The Rasa Gurukul day begins with yoga and meditation to encourage positive vigour and an enthusiastic drive for life all at all times.

Learning to make culinary weapons traditionally from a senior blacksmith

Understanding why certain knives and cutting utensils are necessary for particular purposes focuses the mind very precisely on good food preparation. We believe students gain a much deeper understanding and passion for cooking when equipped with a knowledge of traditional culinary equipment techniques.

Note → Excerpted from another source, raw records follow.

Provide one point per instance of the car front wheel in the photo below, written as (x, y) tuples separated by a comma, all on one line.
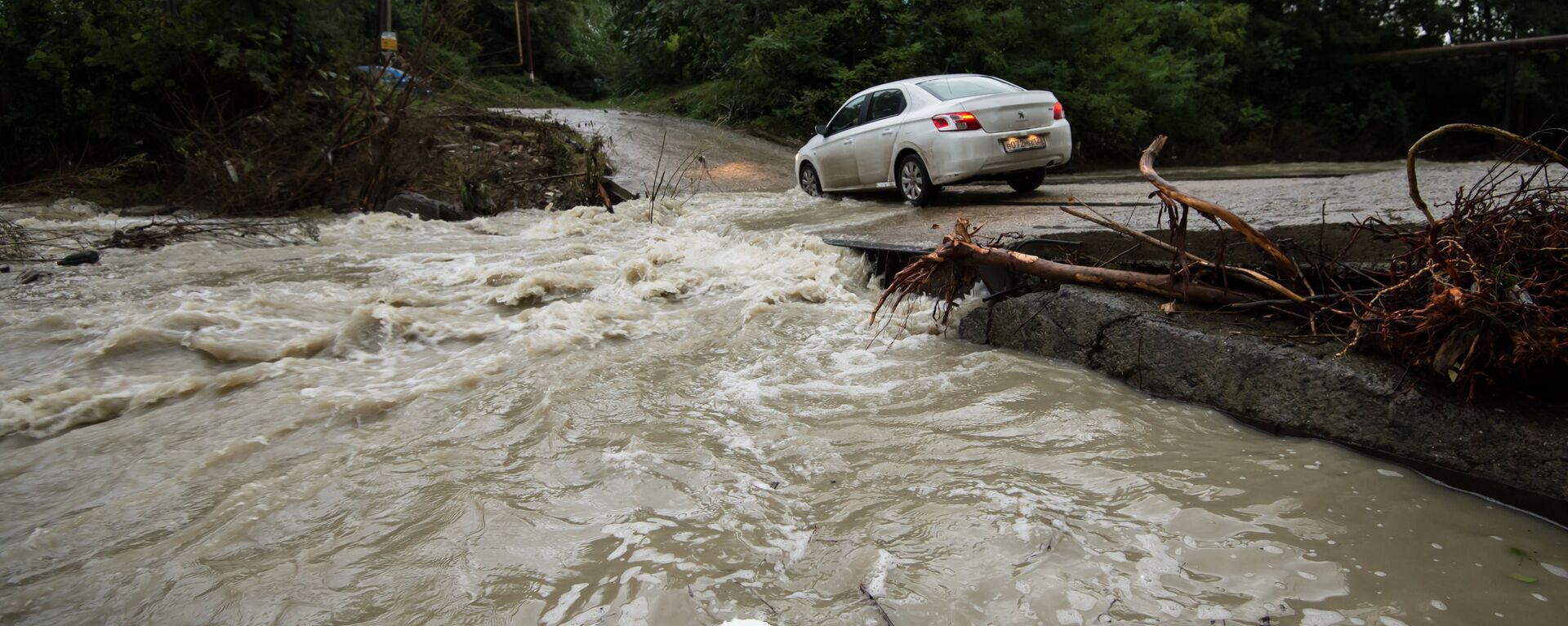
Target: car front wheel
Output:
[(809, 182), (915, 182), (1026, 181)]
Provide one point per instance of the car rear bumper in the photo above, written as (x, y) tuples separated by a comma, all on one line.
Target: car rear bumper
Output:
[(971, 154)]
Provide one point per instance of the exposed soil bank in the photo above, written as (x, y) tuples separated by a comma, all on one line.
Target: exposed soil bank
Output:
[(1517, 454)]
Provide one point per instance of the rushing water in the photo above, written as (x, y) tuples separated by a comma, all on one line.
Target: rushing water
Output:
[(595, 420)]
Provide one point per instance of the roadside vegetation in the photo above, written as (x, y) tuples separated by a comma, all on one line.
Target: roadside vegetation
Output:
[(148, 85)]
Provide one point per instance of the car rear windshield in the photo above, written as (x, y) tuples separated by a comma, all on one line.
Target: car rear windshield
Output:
[(966, 87)]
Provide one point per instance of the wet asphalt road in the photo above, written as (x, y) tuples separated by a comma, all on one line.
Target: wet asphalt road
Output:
[(1266, 195)]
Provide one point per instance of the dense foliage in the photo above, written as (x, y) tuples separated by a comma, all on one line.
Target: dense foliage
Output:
[(1227, 79), (1266, 78)]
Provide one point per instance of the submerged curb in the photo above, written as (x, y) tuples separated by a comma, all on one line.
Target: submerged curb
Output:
[(1517, 455)]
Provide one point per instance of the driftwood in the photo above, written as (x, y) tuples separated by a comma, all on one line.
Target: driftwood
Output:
[(1170, 193), (1414, 148), (1254, 277), (959, 255), (959, 248), (1481, 297)]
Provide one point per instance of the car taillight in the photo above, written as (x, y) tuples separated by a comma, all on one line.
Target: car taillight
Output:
[(956, 121)]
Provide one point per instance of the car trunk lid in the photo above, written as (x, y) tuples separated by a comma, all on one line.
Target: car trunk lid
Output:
[(1018, 110)]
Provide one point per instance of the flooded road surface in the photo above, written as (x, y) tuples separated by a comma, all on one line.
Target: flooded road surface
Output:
[(606, 420)]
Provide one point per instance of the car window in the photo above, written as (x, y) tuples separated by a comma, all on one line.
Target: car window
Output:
[(966, 87), (886, 104), (847, 117)]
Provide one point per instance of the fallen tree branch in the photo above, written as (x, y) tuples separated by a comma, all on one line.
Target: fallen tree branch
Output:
[(1410, 156), (959, 248), (1252, 234), (1256, 278)]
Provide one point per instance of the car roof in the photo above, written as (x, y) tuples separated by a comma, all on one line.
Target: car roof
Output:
[(915, 82)]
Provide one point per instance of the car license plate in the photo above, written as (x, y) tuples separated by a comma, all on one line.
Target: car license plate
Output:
[(1022, 143)]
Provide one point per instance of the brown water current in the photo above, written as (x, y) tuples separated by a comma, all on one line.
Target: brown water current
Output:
[(606, 420)]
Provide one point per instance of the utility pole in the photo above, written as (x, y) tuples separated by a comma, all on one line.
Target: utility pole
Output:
[(528, 33), (388, 35)]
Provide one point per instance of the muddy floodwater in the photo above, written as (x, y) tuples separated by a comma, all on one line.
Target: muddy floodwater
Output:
[(584, 418)]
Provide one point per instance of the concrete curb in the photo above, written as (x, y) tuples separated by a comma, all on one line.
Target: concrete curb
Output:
[(1517, 454)]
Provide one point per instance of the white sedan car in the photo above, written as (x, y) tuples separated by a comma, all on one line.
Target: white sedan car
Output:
[(922, 134)]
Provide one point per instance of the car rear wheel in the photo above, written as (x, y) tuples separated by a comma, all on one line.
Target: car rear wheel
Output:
[(809, 182), (915, 184), (1026, 181)]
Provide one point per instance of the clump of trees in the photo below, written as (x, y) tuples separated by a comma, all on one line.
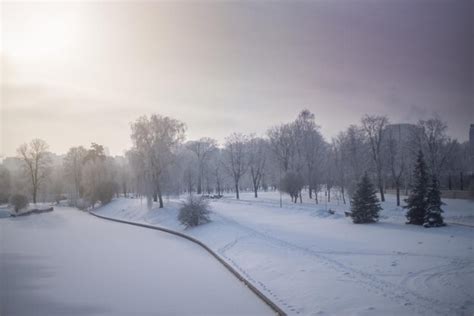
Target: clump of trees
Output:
[(433, 217), (36, 164), (416, 201), (292, 183), (194, 211), (365, 206), (424, 202), (293, 157), (5, 185), (18, 201)]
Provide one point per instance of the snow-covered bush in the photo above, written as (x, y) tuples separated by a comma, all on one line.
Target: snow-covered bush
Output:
[(365, 206), (194, 211), (292, 183), (18, 201)]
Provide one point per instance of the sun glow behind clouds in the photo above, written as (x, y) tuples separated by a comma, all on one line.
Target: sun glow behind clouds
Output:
[(43, 33)]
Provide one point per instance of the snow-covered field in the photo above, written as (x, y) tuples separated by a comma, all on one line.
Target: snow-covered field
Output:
[(68, 262), (312, 263)]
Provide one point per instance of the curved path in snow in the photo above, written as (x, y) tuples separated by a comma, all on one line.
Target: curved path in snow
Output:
[(69, 263)]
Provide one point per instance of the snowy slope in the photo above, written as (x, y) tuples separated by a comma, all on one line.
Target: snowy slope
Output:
[(70, 263), (310, 262)]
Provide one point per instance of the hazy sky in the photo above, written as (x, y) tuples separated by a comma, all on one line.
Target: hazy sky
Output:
[(76, 73)]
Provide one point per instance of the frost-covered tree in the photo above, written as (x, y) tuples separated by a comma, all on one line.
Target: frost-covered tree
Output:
[(310, 149), (292, 183), (433, 217), (435, 143), (98, 176), (18, 201), (257, 158), (397, 157), (365, 206), (355, 156), (236, 158), (417, 200), (203, 149), (73, 164), (374, 127), (156, 139), (194, 211), (5, 184), (283, 145), (36, 164)]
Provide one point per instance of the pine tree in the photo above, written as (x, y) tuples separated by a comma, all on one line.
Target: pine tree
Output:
[(365, 206), (417, 202), (433, 217)]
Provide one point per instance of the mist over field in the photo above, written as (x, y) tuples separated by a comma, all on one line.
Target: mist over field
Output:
[(237, 158)]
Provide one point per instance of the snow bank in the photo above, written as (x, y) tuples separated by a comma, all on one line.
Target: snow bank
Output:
[(311, 262), (70, 263)]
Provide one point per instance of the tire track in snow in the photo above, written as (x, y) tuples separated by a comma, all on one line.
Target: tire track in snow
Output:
[(398, 293)]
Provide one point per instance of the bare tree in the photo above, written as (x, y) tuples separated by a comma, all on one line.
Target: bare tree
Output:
[(310, 149), (396, 156), (202, 148), (156, 138), (235, 158), (283, 145), (5, 184), (73, 164), (339, 164), (354, 149), (435, 143), (257, 150), (374, 127), (36, 163)]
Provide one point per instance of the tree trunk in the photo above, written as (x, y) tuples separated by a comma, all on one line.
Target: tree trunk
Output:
[(237, 191), (382, 195), (35, 189), (160, 197), (397, 187), (199, 189)]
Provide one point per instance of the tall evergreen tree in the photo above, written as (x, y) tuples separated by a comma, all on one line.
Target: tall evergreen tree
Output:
[(365, 206), (417, 202), (433, 217)]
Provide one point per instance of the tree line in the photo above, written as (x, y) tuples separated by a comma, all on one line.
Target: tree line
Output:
[(293, 157)]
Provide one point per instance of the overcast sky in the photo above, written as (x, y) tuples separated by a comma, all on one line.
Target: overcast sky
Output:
[(76, 73)]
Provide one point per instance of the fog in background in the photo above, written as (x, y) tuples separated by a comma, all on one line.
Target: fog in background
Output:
[(76, 73)]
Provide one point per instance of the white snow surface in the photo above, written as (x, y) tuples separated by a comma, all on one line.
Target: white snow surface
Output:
[(310, 262), (68, 262)]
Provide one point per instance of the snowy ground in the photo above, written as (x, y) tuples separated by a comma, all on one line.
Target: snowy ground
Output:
[(68, 262), (312, 263)]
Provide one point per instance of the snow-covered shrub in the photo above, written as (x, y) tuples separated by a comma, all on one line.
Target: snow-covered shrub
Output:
[(433, 217), (106, 190), (292, 183), (365, 206), (18, 201), (194, 211)]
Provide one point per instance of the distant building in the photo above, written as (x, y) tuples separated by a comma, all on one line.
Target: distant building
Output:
[(402, 132)]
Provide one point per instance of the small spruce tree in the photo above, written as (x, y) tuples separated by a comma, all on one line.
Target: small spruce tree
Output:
[(365, 206), (433, 217), (417, 202)]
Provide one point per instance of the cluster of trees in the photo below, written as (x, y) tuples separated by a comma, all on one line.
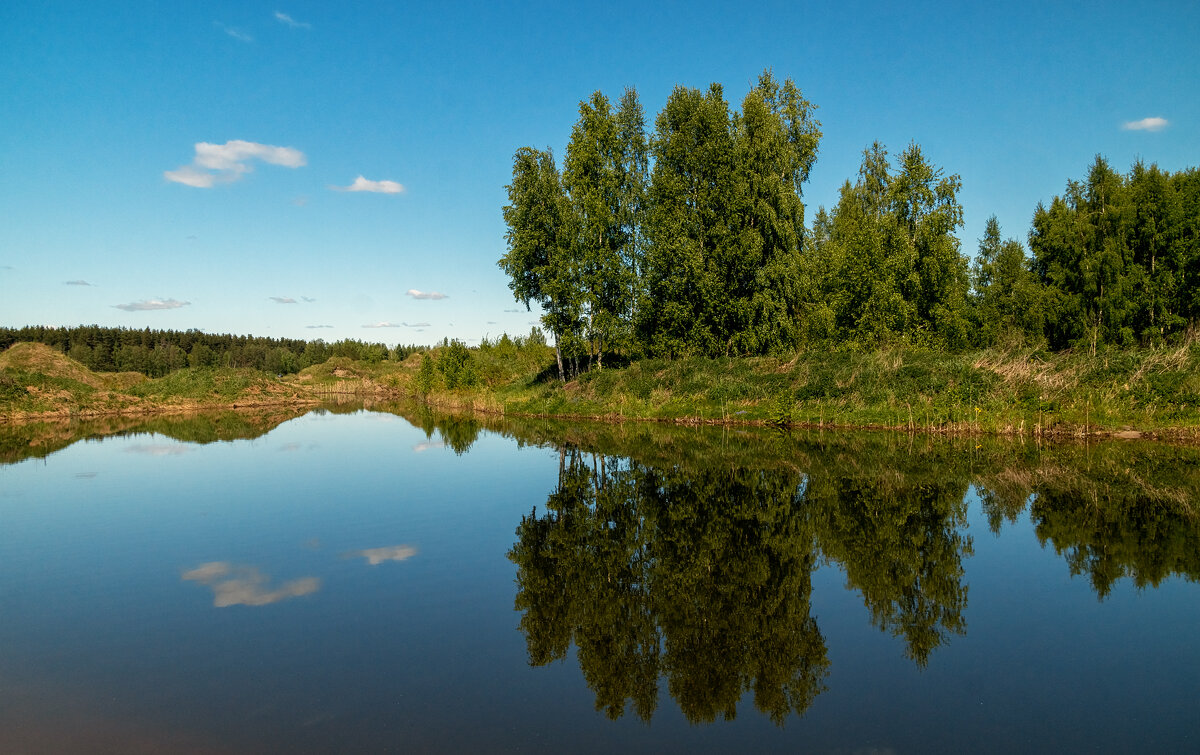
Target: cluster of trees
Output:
[(705, 576), (159, 352), (701, 573), (1120, 257), (693, 240), (697, 256)]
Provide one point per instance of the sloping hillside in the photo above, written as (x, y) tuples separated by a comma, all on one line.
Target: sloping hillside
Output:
[(39, 381)]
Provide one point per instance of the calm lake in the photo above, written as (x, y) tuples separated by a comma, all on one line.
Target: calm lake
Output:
[(393, 580)]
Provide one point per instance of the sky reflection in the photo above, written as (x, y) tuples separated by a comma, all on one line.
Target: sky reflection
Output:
[(241, 585)]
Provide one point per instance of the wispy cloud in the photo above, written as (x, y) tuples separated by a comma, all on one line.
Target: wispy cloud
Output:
[(283, 18), (1146, 124), (237, 34), (225, 163), (377, 556), (379, 187), (239, 585), (148, 305), (425, 294)]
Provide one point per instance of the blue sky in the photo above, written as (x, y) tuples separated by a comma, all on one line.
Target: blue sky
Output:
[(189, 165)]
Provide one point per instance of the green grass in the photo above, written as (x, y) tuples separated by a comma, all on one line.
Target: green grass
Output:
[(1018, 391)]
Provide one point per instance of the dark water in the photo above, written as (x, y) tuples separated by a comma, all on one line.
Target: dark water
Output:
[(394, 581)]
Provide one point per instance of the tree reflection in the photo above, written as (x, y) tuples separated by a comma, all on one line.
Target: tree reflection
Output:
[(702, 579), (903, 547)]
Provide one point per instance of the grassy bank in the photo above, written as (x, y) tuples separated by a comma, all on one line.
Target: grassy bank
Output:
[(1007, 390), (40, 382)]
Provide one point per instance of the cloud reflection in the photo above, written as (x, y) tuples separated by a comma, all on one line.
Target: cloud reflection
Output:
[(377, 556), (157, 449), (240, 585)]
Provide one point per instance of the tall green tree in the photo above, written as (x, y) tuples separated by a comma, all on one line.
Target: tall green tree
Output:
[(726, 221), (894, 268), (1007, 297), (604, 175), (540, 259)]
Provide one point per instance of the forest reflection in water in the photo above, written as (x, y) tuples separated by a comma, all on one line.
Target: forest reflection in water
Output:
[(682, 561), (701, 574)]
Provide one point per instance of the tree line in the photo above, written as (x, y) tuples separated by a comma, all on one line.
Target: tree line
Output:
[(156, 353), (691, 240)]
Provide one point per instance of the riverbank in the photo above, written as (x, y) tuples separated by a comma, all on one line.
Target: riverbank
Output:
[(1014, 391)]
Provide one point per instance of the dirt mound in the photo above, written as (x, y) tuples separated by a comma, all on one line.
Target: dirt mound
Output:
[(49, 361)]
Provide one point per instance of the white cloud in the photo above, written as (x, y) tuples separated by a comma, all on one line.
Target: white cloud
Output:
[(148, 305), (225, 163), (283, 18), (377, 556), (1146, 124), (235, 585), (379, 187), (425, 294)]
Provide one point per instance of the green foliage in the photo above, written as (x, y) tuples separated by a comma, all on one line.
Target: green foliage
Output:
[(455, 365), (425, 376), (156, 353), (1120, 257), (725, 225), (886, 263)]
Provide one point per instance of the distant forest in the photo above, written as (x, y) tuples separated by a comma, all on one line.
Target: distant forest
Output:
[(693, 240), (159, 352)]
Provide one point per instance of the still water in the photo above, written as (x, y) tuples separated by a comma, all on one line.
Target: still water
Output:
[(394, 581)]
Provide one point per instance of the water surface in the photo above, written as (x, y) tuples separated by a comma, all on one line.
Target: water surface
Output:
[(393, 580)]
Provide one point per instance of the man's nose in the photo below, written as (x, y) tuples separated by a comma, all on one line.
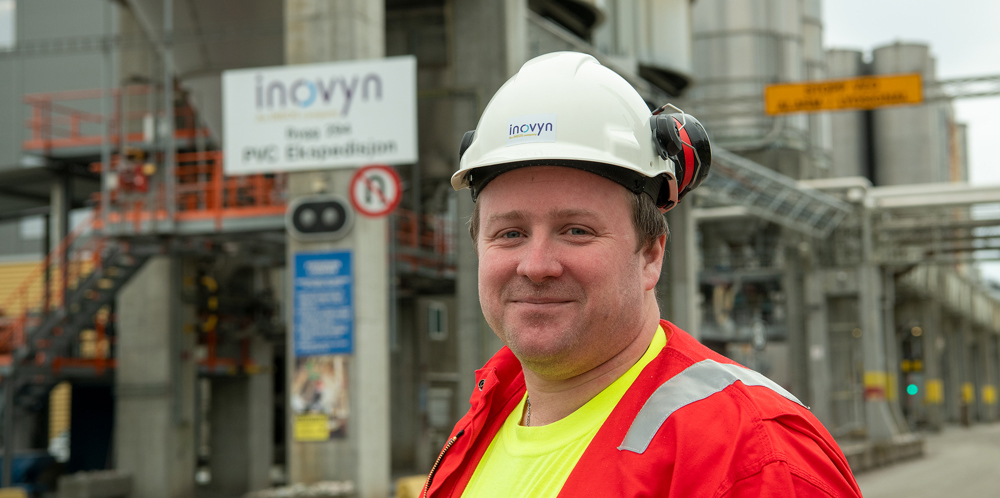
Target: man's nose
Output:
[(539, 261)]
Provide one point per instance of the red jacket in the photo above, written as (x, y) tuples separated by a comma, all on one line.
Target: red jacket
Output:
[(693, 424)]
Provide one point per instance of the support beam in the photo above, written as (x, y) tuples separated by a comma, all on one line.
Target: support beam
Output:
[(818, 346), (684, 265)]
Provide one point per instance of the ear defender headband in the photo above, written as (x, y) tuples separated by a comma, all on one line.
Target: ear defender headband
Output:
[(678, 137), (682, 139)]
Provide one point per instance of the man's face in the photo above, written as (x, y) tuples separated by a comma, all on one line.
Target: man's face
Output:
[(560, 280)]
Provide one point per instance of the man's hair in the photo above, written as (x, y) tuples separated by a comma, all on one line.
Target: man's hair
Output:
[(647, 220)]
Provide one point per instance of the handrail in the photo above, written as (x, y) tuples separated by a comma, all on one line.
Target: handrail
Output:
[(54, 123)]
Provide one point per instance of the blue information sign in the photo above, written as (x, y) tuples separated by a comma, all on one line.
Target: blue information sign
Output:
[(323, 286)]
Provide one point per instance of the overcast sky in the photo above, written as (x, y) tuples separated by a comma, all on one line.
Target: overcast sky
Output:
[(6, 23), (964, 39)]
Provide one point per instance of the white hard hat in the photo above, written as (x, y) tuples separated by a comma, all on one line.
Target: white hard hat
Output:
[(566, 109)]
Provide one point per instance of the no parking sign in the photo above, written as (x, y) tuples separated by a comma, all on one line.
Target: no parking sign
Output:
[(376, 190)]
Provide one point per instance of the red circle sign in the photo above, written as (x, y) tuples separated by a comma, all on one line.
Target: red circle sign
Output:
[(376, 190)]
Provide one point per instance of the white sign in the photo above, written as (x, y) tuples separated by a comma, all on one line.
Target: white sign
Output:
[(320, 116), (376, 190)]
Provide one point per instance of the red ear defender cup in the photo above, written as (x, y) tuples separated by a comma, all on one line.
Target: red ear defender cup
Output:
[(682, 139), (466, 142)]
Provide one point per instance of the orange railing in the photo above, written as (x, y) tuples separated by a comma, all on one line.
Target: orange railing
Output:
[(426, 240), (62, 119), (202, 192)]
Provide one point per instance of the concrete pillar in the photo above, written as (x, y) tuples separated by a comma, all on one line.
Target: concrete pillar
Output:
[(991, 356), (682, 253), (241, 421), (933, 341), (817, 338), (955, 365), (988, 391), (155, 383), (879, 420), (490, 38), (60, 201), (985, 376), (892, 347), (324, 31), (793, 288)]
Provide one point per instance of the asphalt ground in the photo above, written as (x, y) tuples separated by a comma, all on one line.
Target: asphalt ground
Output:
[(958, 462)]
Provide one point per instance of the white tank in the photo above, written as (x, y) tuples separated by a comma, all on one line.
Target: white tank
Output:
[(913, 144), (848, 128)]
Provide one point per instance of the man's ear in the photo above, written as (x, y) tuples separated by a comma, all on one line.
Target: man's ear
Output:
[(652, 259)]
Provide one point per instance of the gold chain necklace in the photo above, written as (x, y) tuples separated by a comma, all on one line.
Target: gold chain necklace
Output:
[(527, 412)]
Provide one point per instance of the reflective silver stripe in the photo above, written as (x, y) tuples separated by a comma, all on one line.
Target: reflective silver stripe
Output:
[(695, 383)]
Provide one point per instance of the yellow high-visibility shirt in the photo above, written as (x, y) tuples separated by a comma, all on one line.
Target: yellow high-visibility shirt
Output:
[(536, 461)]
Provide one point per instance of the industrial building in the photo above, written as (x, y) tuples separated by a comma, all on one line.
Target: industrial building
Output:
[(146, 296)]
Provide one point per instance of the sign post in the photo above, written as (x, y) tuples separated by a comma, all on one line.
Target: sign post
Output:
[(319, 122)]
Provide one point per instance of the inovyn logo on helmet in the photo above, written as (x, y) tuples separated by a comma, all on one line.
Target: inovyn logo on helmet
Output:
[(531, 128)]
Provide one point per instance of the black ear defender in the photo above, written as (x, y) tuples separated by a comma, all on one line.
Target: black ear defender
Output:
[(682, 139)]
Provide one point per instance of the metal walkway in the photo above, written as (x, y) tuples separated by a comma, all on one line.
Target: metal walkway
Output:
[(771, 196)]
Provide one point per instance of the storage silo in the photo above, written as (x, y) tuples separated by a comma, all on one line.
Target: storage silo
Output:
[(739, 48), (911, 143), (849, 130), (651, 37)]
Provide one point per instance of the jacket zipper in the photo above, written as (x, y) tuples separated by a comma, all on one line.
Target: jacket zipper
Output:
[(430, 477)]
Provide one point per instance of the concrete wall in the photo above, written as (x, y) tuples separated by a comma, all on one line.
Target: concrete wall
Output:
[(48, 30)]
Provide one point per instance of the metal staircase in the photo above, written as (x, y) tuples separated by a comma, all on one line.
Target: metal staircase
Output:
[(40, 346)]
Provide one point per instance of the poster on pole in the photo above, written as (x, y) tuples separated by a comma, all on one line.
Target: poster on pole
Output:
[(322, 303), (320, 398), (320, 116)]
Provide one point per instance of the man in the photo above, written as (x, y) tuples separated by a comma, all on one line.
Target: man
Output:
[(593, 394)]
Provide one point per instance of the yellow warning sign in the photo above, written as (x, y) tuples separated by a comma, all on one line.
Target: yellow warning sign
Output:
[(935, 392), (968, 392), (313, 427), (867, 92), (989, 394)]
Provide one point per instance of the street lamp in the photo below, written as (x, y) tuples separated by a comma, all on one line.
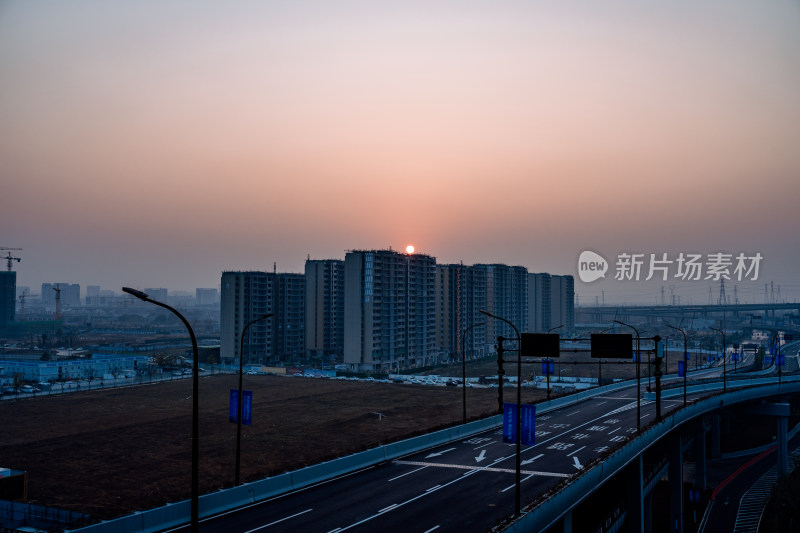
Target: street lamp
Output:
[(519, 410), (195, 507), (241, 400), (464, 367), (724, 357), (685, 359), (600, 363), (559, 364), (638, 383)]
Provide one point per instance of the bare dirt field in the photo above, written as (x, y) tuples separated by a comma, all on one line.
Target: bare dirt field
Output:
[(112, 451)]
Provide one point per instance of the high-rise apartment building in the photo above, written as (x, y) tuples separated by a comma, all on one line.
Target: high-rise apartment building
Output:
[(551, 302), (70, 294), (8, 295), (289, 319), (562, 301), (506, 297), (389, 310), (248, 295), (207, 297), (324, 320), (539, 303), (460, 295)]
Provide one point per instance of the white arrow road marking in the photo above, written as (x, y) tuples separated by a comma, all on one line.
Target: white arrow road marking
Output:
[(437, 454), (529, 461)]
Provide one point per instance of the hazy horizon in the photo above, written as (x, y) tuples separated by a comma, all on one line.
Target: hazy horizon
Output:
[(158, 144)]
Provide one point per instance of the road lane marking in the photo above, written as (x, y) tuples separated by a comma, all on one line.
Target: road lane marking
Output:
[(532, 459), (490, 469), (521, 481), (408, 473), (278, 521), (437, 454), (576, 451)]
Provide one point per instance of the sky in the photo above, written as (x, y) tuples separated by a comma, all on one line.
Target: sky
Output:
[(159, 143)]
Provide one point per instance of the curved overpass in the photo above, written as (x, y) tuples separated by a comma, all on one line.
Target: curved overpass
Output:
[(555, 506)]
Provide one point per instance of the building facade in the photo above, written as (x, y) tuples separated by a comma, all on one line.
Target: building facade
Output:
[(8, 296), (245, 296), (289, 319), (460, 295), (539, 307), (389, 310), (551, 303), (324, 320), (506, 297), (70, 294), (562, 302)]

Learning to make the traditional utensils

Cooking utensils assume the next area of significance. The material content of the vessels we use to cook with and the dedication put in by the person who makes them contribute a significant part in enriching the taste and flavour of food. Again, we believe this traditional knowledge forms an essential part of becoming a skilled cook.

Oil Making

After harvesting, it is important to process and preserve the yields. As vegetables are taken to kitchen, as spices are dried and pounded, coconut is dried out to make oil. The traditional way of processing oil from coconuts involved the use of "chakku", a traditional oil plant. Traditionally-made oils add significantly more fragrance and taste.

Jaggery making

Jaggery is an essential sweetening component of authentic cooking in the region. Traditionally-made jaggery, made from raw sugarcane, stirs in a wonderful tang of sweetness, the mastery of which is a great aid to the general cooking process.

Teashop session

In traditional Indian villages, teashops played a vital role in the social connection of the community. The teashops were the meeting place for villagers, and a place to share all their emotions, happiness, and problems. Understanding their role is an important part of learning the ways of natural social unity..

Weekend Farm Market

A visit to a farmers market to enjoy the fresh produce of vegetables, seasonal spices and crops from the farmers directly. The association helps underpin an awareness of fresh ingredients and healthy eating, and serves also to motivate farmers to contribute of their best.

Ayurveda Session

Ayurveda, the ancient medicinal system of India, is based on the concept of good diet and self-discipline for sound mental and physical health, and helps us understand the relationship between food and wellbeing.

Cultural Activities

Every evening, the Institute plays host to a cultural entertainment event, and invites both visiting artists and students of the Gurukul to take part.

Library Hour

The library hour gives students the opportunity to assimilate what they have learnt with bona fide references.

The Lecture Session

Lectures related to all Rasa Gurukul teachings are given by faculty members or expert guest speakers from a variety of different walks of life.

Assessment Panel

Our approach is designed to assist teachers of the various disciplines in sharing the spiritual philosophy behind the ancient ritual art of homely cooking, and the way to practice a simple, traditional lifestyle. At the same time, they will monitor students' performance and assess them in terms of the overall knowledge they gain.